Staying as Resistance: Futures from the South
Église APS
Italy
Scuola di Restanza e Futuro is a free school for young people aged 18-28 in Palermo that transforms staying in a marginalised southern territory into a collective political and cultural practice. As European peripheries empty and youth participation declines, the School offers a radical alternative: building futures where you are, through art, activism, embodied practice, and civic action. The 2026 edition weaves popular traditions, speculative imagination, and community co-creation into a programme that treats culture as a tool for democratic resilience.
Sicily is an island of contradictions: flooded by tourists, emptied by emigration. Young people leave in search of futures their city cannot offer, while their neighbourhoods are reshaped beyond their control. Scuola di Restanza e Futuro was born inside this tension, and refuses to accept it as inevitable.

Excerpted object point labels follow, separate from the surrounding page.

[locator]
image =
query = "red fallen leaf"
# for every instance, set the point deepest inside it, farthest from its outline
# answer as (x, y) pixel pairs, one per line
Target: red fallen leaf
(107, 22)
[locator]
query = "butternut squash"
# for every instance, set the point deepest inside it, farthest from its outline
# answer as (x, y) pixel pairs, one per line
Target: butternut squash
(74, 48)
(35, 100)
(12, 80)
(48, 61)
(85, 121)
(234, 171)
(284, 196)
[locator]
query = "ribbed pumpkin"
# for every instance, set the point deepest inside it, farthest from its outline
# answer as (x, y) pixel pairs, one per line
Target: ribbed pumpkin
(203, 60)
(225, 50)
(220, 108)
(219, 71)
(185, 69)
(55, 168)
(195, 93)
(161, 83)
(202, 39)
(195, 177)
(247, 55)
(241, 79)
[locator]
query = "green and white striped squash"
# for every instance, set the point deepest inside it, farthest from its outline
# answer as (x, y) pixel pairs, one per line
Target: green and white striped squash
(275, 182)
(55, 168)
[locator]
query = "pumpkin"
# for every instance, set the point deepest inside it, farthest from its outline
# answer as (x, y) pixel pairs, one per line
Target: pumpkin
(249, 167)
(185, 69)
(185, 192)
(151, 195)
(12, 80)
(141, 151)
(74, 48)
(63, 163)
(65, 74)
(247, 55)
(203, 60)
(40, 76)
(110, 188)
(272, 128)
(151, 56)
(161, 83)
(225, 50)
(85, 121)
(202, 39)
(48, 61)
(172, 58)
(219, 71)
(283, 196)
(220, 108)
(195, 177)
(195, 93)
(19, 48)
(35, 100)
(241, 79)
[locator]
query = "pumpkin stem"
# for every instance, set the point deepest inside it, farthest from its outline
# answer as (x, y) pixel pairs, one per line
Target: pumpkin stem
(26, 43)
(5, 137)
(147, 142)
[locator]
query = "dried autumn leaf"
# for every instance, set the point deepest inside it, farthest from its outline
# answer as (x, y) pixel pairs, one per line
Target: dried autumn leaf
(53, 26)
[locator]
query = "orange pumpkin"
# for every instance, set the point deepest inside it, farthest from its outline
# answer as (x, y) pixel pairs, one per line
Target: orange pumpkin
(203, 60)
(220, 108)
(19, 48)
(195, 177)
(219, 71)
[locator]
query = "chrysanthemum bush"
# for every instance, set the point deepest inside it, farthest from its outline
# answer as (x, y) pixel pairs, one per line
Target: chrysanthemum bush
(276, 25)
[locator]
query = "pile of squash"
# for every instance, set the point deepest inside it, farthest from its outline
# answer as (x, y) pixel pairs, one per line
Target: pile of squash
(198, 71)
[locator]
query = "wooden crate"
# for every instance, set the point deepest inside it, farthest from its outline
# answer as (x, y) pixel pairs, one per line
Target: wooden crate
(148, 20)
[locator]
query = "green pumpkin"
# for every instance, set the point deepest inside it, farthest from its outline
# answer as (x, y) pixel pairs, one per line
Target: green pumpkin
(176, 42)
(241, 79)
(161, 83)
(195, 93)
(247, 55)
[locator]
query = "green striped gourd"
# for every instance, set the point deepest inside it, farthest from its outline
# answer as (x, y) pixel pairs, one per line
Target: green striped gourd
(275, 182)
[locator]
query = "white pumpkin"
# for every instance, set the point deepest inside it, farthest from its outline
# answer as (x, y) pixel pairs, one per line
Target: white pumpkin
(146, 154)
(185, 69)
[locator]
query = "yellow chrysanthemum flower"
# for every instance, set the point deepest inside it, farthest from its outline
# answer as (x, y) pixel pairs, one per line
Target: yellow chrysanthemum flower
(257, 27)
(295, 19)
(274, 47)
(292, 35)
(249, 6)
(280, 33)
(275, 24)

Based in Palermo's Kalsa, the School project, created by Eglise APS, is a free laboratory where young people aged 18-28 explore restanza (the political choice to stay and build) through art, activism, and collective imagination. The first edition (2025) ran 12 weekly sessions producing fanzines, photographic works, and performances, culminating in two community assemblies. It generated a shared political grammar and a lasting affective network.
The 2026 edition, Corpi Futuri Territori (March-December), deepens this through dance, singing, bread-making, and celebration as civic alliance. Participants are co-authors and both mentors and mentees.
Long-term vision: a permanent transnational hub on restanza in the Mediterranean, connecting communities across southern Europe who share the same pressures, and the same will to build futures where they are.